Documenting the content and processing steps of items in ArcGIS is key to usability and trust, but it is an easily overlooked activity, making the automation of generative steps very valuable. In ETL, you are often working with external data, another common disconnection with ArcGIS metadata flow.
This sample shows how to build metadata creation or harvesting into ETL workflows that maintain a hosted feature service, but are equally valid with other outputs, such as geodatabases.
This pattern uses ArcGIS Pro and OLE DB connections to connect to an external ODBC-compatible data source.
While ArcGIS supports many popular database platforms, more connections may be made in ArcGIS Pro to relational data, local or remote, using industry standard OLE DB data sources. These extend the database connection options in ArcGIS Pro, making additional data sources accessible for mapping, data engineering and analytic workflows, including ETL. Connections may be shared across your network. If you need to work with data in an external database, OLE DB connections are a simple and usually available option. Beyond any built-in support in ArcGIS, some cloud data lakes and warehouses also offer ODBC drivers to simplify connectivity.

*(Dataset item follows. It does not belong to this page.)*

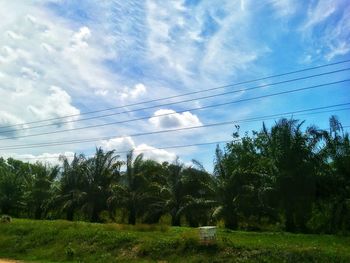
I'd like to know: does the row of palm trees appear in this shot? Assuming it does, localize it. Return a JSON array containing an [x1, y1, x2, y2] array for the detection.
[[0, 117, 350, 232]]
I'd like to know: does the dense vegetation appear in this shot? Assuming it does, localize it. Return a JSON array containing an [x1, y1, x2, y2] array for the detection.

This sample shows how ArcGIS tools can use an OLE DB connection to enrich unsupported tabular data, applying a desired schema, and sending the result persisted as a geodatabase feature class.
This pattern uses ArcGIS Pro and the ArcGIS Data Interoperability extension to interact with a API that returns large responses through pagination - in chunks of JSON which then need parsing to be parsed.

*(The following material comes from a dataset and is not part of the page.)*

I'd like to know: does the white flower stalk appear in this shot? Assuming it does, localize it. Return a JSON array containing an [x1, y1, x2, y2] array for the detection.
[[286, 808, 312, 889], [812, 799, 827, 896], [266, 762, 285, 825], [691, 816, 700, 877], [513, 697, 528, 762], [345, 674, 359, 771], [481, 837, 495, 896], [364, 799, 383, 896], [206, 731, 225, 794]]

HTTP-based REST APIs often return a JSON response, popular for its combination of readability (by people or machines) and flexibility, but the JSON objects are loosely typed and often unstructured and unordered. For responsiveness reasons, APIs may return a logical dataset in pieces (“pages”), generated sequentially, but which must be aggregated at the client. These two challenges of pagination and parsing into a defined schema are easily solved with a low-code strategy.

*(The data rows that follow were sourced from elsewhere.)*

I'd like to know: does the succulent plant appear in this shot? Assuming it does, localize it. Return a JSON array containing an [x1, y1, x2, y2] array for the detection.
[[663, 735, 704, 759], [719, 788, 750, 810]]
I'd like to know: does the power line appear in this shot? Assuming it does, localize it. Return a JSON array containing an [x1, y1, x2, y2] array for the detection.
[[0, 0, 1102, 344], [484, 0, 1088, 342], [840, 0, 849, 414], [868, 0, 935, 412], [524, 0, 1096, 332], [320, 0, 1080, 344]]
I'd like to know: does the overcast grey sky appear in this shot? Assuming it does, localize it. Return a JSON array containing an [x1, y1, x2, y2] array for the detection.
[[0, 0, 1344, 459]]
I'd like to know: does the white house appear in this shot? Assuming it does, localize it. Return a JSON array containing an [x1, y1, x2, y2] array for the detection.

This sample shows how to interact with a paging API to synchronize data daily with an ArcGIS Online hosted feature layer.
This pattern uses ArcGIS Pro, ArcGIS Enterprise web tools, and optionally ArcGIS Data Interoperability.
Perhaps the most prevalent organizational approach for any work, computerized or not, is repetition on a schedule. Beginning with ArcGIS Pro 3.4 and ArcGIS Enterprise 11.4, web tools (geoprocessing services) authored in ArcGIS Pro may be also scheduled in ArcGIS Pro. Geoprocessing tools that do ETL work may be authored as Python script tools, ModelBuilder models or Data Interoperability spatial ETL tools, shared as web tools, then scheduled from the tool’s Run
menu in ArcGIS Pro. Key to making this pattern work is making sure your input and output dataset parameters are registered with or accessible to ArcGIS Enterprise and not uploaded as static copies at publication time.
This sample provides an example of a spatial ETL web tool scheduled to run twice daily to mirror an RSS feed to an ArcGIS Online hosted feature layer.